What about Louis and Clark? People on the frontier?
On the TV series, Band of Brothers, one of the final episodes, one of the veteran soldiers tells a new guy that this is the first time he's wiped with toilet paper in months. What were they using?
I've been to war, and I've used cardboard, t-shirt sleeves, and MRE napkins. I've never been away from toilet paper longer than a week though, and if I'd been out longer than that, stuff would probably run out.
An interesting fact about toilet paper was that visitors to China, where toilet paper was first invented, regarded it as less civilized than the traditional method of using just your hands and water. An Arab traveler in China said that "they [the Chinese] are not careful about cleanliness, and they do not wash themselves with water when they have done their necessities; but they only wipe themselves with paper."
The first recorded reference to toilet paper appears in a Chinese text from the 5th century. It's a ghost story about a person, Mr. Yu, who enters an outhouse without bringing anything in to wipe himself.
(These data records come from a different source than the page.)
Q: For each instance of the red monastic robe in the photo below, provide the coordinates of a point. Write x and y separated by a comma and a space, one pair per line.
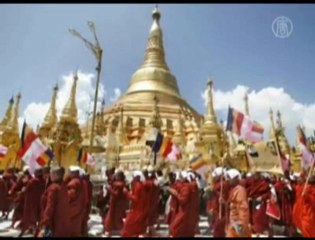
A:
32, 195
136, 220
118, 205
56, 210
184, 224
260, 220
77, 205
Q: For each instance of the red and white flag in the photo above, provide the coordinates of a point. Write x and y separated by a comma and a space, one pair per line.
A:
3, 151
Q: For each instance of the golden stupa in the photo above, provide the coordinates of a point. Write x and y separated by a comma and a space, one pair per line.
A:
153, 100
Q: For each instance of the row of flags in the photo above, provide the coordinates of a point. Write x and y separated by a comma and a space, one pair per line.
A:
36, 155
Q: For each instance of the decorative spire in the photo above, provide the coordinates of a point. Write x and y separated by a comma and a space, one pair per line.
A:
272, 133
121, 131
156, 121
8, 113
51, 116
246, 104
210, 117
70, 111
154, 54
13, 122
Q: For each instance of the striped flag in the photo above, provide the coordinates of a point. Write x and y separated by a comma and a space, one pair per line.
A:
243, 126
33, 152
3, 151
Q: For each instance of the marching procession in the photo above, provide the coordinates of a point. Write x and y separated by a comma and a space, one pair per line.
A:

To his relief, a mysterious arm reaches in to offer him toilet paper, which he graciously accepts. Later on, he enters the outhouse a second time, again without anything to wipe himself. He waits patiently for the mysterious arm to appear again with toilet paper. Instead, he hears an argument outside. When he looks outside the outhouse, he realizes that the arm belonged to the ghost of deceased slave, who was outside arguing with another ghost. Mr. Yu shouts at the ghosts and they disappear, never to return.
Prior to toilet paper, the Chinese used sticks to wipe themselves. This is attested by Zen koan from the Tang dynasty, which states "the Buddha is nothing more than a dung-wiping stick."
All of this comes from page 117 of Charles D. Benn's Daily Life in Traditional China: Tang Dynasty, which is one of the books recommended on the AskHistorians book list.